In the first draft of his report on Chile a year after the coup, the British ambassador Reginald Secondé said of Pinochet and his henchmen: ‘They are undoubtedly patriotic and honest.’
According to dispatches, British diplomats in Chile did not notice the murderous rivalry among the senior officers who participated in the conspiracy, shrugging off the armed insubordination of General César Mendoza, who seized command of the police from two outranking officers a few hours before the coup. Indeed in his year-end dispatch about the armed forces, sent on 2 January, 1974, Secondé highlighted ‘the extraordinary unity with which they acted’.
The embassy’s blindness dated back to the coup’s earliest days. As Pinochet, the army’s commander, was moving swiftly to eclipse the commanders of the less important navy, air force and police who constituted a four-man ruling group, Anthony Walter, a diplomat stationed in Santiago, referred to General Gustavo Leigh, head of the politically puny air force, as Chile’s ‘strong man of the junta’.
Walter’s memorandum was passed to London by the ambassador unquestioningly. Pinochet later had Leigh sacked, and his own predecessor as army chief, General Carlos Prats and Prats’s wife, blown up in Buenos Aires.
Typical, too, was the underestimation of Pinochet’s ruthlessness.

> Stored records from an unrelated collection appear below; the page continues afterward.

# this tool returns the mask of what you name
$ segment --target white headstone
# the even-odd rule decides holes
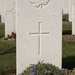
[[[17,75],[38,61],[62,65],[62,0],[17,0]]]
[[[4,15],[4,0],[1,0],[0,1],[1,3],[0,3],[0,10],[1,10],[1,22],[2,23],[5,23],[5,15]]]
[[[75,0],[72,4],[72,35],[75,35]]]
[[[69,21],[72,21],[72,4],[73,0],[69,0]]]
[[[63,14],[69,13],[69,0],[63,0]]]
[[[5,37],[15,32],[16,0],[5,0]]]

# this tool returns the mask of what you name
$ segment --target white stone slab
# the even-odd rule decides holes
[[[17,0],[17,75],[38,61],[62,66],[62,0]]]
[[[4,0],[0,1],[0,7],[1,7],[1,22],[5,23],[5,15],[4,15]]]
[[[75,35],[75,0],[72,4],[72,35]]]
[[[63,0],[63,14],[69,14],[69,0]]]
[[[69,21],[72,22],[72,4],[73,0],[69,0]]]
[[[5,0],[5,37],[16,32],[16,0]]]

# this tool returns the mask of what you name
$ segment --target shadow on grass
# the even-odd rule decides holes
[[[67,69],[75,68],[75,56],[67,57],[62,59],[62,67]]]
[[[10,54],[10,53],[16,53],[16,47],[10,48],[9,50],[0,53],[0,55]]]
[[[62,32],[62,34],[63,35],[71,35],[72,34],[72,31],[71,30],[64,30],[63,32]]]

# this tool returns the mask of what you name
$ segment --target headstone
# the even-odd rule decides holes
[[[73,0],[69,0],[69,21],[72,22],[72,4]]]
[[[44,60],[62,66],[62,0],[17,0],[17,75]]]
[[[63,14],[69,14],[69,0],[63,0]]]
[[[2,23],[5,23],[5,15],[4,15],[4,0],[1,0],[0,1],[1,3],[0,3],[0,10],[1,10],[1,22]]]
[[[16,0],[5,0],[5,37],[16,32]]]
[[[75,0],[72,4],[72,35],[75,35]]]

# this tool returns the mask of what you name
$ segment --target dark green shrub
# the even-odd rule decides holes
[[[64,75],[64,73],[55,65],[38,62],[38,64],[32,64],[27,67],[23,75]]]
[[[68,18],[69,18],[69,17],[68,17],[68,14],[64,14],[62,20],[63,20],[63,21],[68,21]]]

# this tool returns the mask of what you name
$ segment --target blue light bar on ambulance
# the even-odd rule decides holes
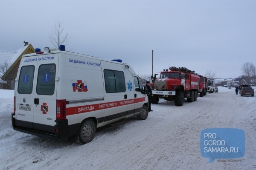
[[[119,62],[119,63],[122,63],[122,60],[121,59],[115,59],[115,60],[111,60],[112,61]]]

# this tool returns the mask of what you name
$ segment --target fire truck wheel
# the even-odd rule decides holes
[[[137,115],[137,118],[139,120],[145,120],[148,115],[148,109],[146,105],[143,105],[140,113]]]
[[[77,143],[85,144],[93,140],[96,132],[96,126],[94,121],[90,118],[84,120],[78,130]]]
[[[194,99],[194,101],[195,101],[197,100],[198,97],[198,93],[196,90],[195,90],[195,98]]]
[[[156,95],[154,95],[151,97],[151,103],[153,104],[157,104],[159,101],[159,98],[157,97]]]
[[[192,90],[191,91],[191,102],[193,102],[194,99],[195,99],[195,93],[194,93],[194,91]]]
[[[180,91],[176,91],[176,94],[174,99],[175,106],[181,106],[184,102],[184,93]]]

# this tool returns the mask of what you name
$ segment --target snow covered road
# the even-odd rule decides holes
[[[218,88],[218,93],[182,107],[160,100],[152,104],[154,111],[145,120],[133,117],[115,127],[100,128],[92,142],[83,145],[14,130],[13,97],[0,95],[0,169],[256,169],[256,98]],[[244,131],[245,153],[238,158],[241,161],[207,163],[209,158],[201,156],[201,131],[213,128]]]

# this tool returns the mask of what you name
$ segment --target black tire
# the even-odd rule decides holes
[[[200,97],[204,97],[204,91],[200,92],[199,93],[200,93]]]
[[[85,144],[93,140],[96,133],[95,122],[91,118],[84,120],[78,130],[76,141],[80,144]]]
[[[139,120],[145,120],[148,115],[148,108],[146,105],[143,105],[140,113],[137,115],[137,118]]]
[[[184,103],[184,93],[180,91],[177,91],[175,98],[174,98],[174,103],[175,106],[181,106]]]
[[[151,97],[151,103],[153,104],[157,104],[159,101],[159,98],[158,98],[156,95],[154,95]]]
[[[195,95],[195,98],[194,99],[194,101],[195,101],[197,100],[197,97],[198,95],[197,91],[195,90],[195,92],[194,93],[194,94]]]

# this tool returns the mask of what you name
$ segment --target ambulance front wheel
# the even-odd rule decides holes
[[[139,115],[137,115],[137,118],[139,120],[145,120],[148,115],[148,107],[145,105],[143,105],[141,108],[140,113]]]
[[[80,124],[78,130],[76,141],[80,144],[85,144],[93,140],[96,132],[94,121],[90,118],[85,119]]]

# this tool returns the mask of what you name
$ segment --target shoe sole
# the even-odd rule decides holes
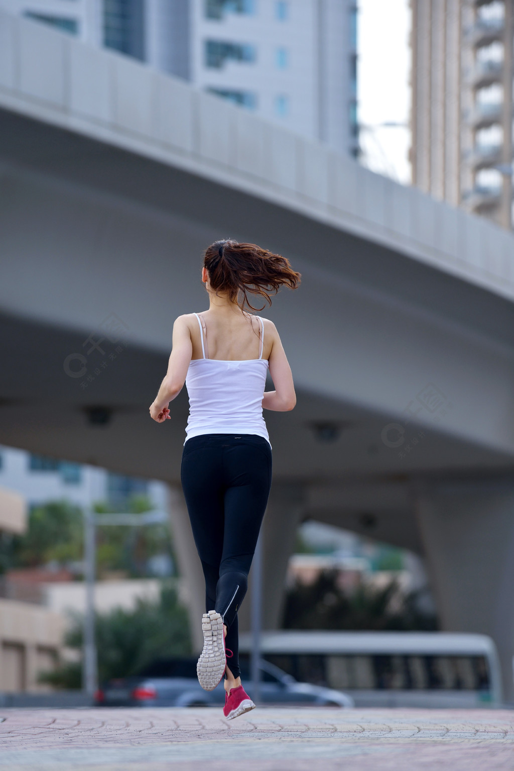
[[[244,715],[245,712],[249,712],[252,709],[255,709],[255,705],[253,703],[251,699],[245,699],[241,702],[239,707],[235,709],[232,709],[231,712],[225,715],[227,720],[233,720],[234,718],[239,718],[240,715]]]
[[[219,613],[215,611],[204,613],[202,631],[203,651],[196,665],[196,674],[204,691],[213,691],[221,682],[227,665],[223,619]]]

Writing six weeks after the coup, Spedding reported that the embassy was convincing the Chilean officers that ‘tactics of tolerance and magnanimity can be as effective as discipline’ and added: ‘This message is getting home at top levels.’
In the real world, Pinochet’s torture techniques, used even on children and pregnant women, were being sharpened.

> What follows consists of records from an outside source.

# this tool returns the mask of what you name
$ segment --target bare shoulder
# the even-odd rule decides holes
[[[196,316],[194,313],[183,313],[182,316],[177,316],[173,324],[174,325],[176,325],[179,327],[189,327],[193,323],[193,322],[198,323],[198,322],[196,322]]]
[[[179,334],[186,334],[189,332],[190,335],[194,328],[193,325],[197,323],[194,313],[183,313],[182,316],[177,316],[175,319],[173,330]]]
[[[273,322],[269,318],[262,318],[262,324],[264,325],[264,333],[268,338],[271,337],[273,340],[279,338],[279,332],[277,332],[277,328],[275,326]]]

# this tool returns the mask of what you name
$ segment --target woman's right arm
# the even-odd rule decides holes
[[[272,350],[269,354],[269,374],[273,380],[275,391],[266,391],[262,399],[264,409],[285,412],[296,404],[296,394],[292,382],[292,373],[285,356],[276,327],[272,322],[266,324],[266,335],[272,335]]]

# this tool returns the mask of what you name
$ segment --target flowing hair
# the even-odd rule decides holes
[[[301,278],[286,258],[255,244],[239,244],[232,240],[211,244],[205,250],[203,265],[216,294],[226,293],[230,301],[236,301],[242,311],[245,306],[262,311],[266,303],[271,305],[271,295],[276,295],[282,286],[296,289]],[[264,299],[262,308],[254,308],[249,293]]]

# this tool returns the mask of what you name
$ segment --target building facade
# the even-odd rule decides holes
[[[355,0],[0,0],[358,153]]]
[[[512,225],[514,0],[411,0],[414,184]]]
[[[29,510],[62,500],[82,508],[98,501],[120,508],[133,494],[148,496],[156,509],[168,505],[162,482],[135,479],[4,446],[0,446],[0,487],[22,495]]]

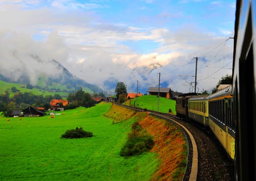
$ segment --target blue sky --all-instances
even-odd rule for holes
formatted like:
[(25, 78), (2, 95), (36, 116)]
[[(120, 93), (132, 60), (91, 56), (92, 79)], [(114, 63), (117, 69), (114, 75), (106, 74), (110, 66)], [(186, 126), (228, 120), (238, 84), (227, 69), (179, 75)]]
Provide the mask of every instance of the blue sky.
[[(186, 92), (198, 56), (198, 91), (210, 92), (232, 73), (235, 12), (230, 0), (1, 0), (0, 70), (29, 64), (28, 74), (52, 74), (54, 59), (105, 90), (122, 81), (134, 91), (139, 80), (145, 93), (161, 73), (165, 86)], [(46, 65), (37, 70), (29, 54)]]

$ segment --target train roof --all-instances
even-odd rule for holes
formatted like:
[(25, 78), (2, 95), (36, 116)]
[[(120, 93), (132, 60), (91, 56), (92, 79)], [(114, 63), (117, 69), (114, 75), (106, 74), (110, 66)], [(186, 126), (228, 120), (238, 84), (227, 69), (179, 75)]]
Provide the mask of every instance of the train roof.
[(207, 100), (208, 97), (208, 94), (201, 95), (198, 96), (192, 96), (189, 99), (189, 101), (202, 101), (204, 100)]
[(210, 95), (210, 96), (209, 96), (208, 99), (214, 99), (214, 98), (224, 96), (225, 96), (229, 94), (232, 94), (232, 85), (230, 85), (225, 89), (223, 89), (221, 90), (219, 90), (216, 92), (214, 94)]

As his secret police were setting out to impose strict censorship on the media amid curfews that were to last for years and result in the death and exile of anti-Pinochet journalists, Walter happily forecast ‘the press … will not lie down meekly for long’.
Accounts in the British press were often more accurate than the embassy’s, but Walter shared a widespread Foreign Office contempt for British journalists, who were seen as ‘well left of centre’ producing ‘black propaganda’.

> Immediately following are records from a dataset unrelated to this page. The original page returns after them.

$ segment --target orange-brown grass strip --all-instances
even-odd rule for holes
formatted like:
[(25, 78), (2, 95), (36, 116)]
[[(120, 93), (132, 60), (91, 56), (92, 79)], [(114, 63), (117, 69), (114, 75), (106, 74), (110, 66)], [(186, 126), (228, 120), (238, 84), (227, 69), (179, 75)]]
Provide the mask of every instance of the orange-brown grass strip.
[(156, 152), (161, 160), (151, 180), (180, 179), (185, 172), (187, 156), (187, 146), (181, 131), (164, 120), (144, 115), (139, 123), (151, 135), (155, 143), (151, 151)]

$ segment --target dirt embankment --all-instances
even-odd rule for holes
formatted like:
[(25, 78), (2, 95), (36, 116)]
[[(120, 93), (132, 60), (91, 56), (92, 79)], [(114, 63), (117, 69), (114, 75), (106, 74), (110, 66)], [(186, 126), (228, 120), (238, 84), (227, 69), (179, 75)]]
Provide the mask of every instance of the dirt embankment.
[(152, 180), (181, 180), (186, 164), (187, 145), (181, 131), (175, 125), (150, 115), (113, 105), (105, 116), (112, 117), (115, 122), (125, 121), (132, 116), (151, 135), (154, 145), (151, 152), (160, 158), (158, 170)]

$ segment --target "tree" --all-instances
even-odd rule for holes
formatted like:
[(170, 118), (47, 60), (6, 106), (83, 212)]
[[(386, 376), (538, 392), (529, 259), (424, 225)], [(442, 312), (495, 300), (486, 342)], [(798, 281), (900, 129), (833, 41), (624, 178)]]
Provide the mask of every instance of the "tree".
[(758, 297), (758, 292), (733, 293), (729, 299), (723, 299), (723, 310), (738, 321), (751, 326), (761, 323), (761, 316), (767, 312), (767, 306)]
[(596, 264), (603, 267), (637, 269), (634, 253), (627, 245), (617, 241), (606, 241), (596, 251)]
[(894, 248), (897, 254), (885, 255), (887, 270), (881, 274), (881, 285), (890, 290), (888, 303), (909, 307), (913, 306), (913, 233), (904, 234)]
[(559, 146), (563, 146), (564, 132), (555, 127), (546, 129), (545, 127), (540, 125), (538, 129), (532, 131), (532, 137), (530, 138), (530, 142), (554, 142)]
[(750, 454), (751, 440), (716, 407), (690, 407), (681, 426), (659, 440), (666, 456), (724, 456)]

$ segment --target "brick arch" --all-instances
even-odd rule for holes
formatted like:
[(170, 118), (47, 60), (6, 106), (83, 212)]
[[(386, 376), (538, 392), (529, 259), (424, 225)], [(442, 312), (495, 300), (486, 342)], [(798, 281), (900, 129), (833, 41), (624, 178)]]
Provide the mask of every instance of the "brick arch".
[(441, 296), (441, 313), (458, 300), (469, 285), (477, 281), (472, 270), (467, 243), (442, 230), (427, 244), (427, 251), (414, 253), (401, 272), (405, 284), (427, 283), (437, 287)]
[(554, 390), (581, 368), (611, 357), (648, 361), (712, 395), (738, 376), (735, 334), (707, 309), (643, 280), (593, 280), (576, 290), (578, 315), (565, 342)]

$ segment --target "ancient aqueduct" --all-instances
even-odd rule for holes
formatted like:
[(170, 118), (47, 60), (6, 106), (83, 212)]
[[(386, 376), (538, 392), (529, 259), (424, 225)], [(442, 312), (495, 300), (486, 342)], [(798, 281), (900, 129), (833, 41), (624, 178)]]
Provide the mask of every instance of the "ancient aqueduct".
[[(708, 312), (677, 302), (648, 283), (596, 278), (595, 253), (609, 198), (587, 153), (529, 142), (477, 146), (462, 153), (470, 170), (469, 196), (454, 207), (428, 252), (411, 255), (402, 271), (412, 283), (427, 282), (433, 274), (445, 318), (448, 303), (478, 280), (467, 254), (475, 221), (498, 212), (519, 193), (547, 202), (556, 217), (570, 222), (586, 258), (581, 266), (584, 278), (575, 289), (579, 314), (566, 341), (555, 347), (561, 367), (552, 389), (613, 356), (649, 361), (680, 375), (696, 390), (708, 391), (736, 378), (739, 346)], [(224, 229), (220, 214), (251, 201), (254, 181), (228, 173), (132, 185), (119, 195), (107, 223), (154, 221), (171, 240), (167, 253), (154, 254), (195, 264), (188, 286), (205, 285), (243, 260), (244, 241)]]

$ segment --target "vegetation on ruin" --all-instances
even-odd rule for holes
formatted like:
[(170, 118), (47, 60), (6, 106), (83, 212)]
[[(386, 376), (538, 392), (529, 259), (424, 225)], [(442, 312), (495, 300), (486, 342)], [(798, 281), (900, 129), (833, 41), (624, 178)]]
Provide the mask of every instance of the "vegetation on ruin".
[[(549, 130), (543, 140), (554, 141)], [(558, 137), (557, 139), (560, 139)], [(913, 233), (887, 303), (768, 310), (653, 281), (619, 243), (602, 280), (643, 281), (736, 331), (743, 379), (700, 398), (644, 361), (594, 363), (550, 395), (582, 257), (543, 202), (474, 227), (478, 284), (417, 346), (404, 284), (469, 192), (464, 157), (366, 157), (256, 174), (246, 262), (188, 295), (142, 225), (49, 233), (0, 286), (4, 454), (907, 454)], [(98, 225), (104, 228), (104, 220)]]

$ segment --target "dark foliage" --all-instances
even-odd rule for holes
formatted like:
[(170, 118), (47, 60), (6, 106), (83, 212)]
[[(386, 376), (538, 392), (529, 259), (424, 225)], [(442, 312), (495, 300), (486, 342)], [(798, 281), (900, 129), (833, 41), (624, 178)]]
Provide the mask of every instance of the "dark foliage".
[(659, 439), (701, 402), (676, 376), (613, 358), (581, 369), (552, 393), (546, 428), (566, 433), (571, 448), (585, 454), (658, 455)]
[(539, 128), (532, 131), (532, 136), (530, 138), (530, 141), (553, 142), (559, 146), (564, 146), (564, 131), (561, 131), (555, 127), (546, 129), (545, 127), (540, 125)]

One diplomat complained of ‘the wolfish propaganda lurking in the sheepish guise of journalism’.
British journalists reporting about Chile, including this correspondent who sheltered in the embassy for several hours on the day of the coup and witnessed the rejoicing of some of its staff at the overthrow of the civilian government, were written off.
Meanwhile, Labour’s Harold Wilson replaced Tory Edward Heath in Downing Street in February 1974 and James Callaghan replaced Sir Alec Douglas-Home at the Foreign Office. Both of them started to suffer sustained criticism from the Labour rank and file for the timorous attitude to the dictatorship.
On 21 November, 1974, Secondé, who had been recalled to London for consultations, went to a meeting with Joan Lestor, a junior Foreign Office minister, which was also attended by Jack Cunningham, Callaghan’s PPS. Ian Mikardo, a leading left-wing MP, told the ambassador he was regarded by Labour as the ‘beast of the apocalypse’. Secondé said he hoped he could show himself to be ‘a sheep in wolf’s clothing’.
At the meeting the rising MP Neil Kinnock, who was heavily involved in anti-Pinochet activity, said there was a widespread feeling that Britain had not protested enough about human rights in Chile, compared with the likes of Sweden, Italy and India. Secondé argued he had done so ‘more often than any other European or Commonwealth ambassador’.
In all the political clashing however, the papers also reveal the snobberies of the Foreign Office. Christopher Crabbie at the Foreign Office wrote to the embassy in Santiago about a lunch he had on 6 December, 1974, with Mike Gatehouse, who had been imprisoned and tortured by Pinochet. Repatriated, Gatehouse become secretary of the Chile Solidarity Campaign and was adept at asking diplomats awkward questions. But Crabbie found they had both studied at Oxford.
‘I was surprised to discover he was a fellow Greats man, so he cannot be all bad, even though he does come from Balliol,’ he said.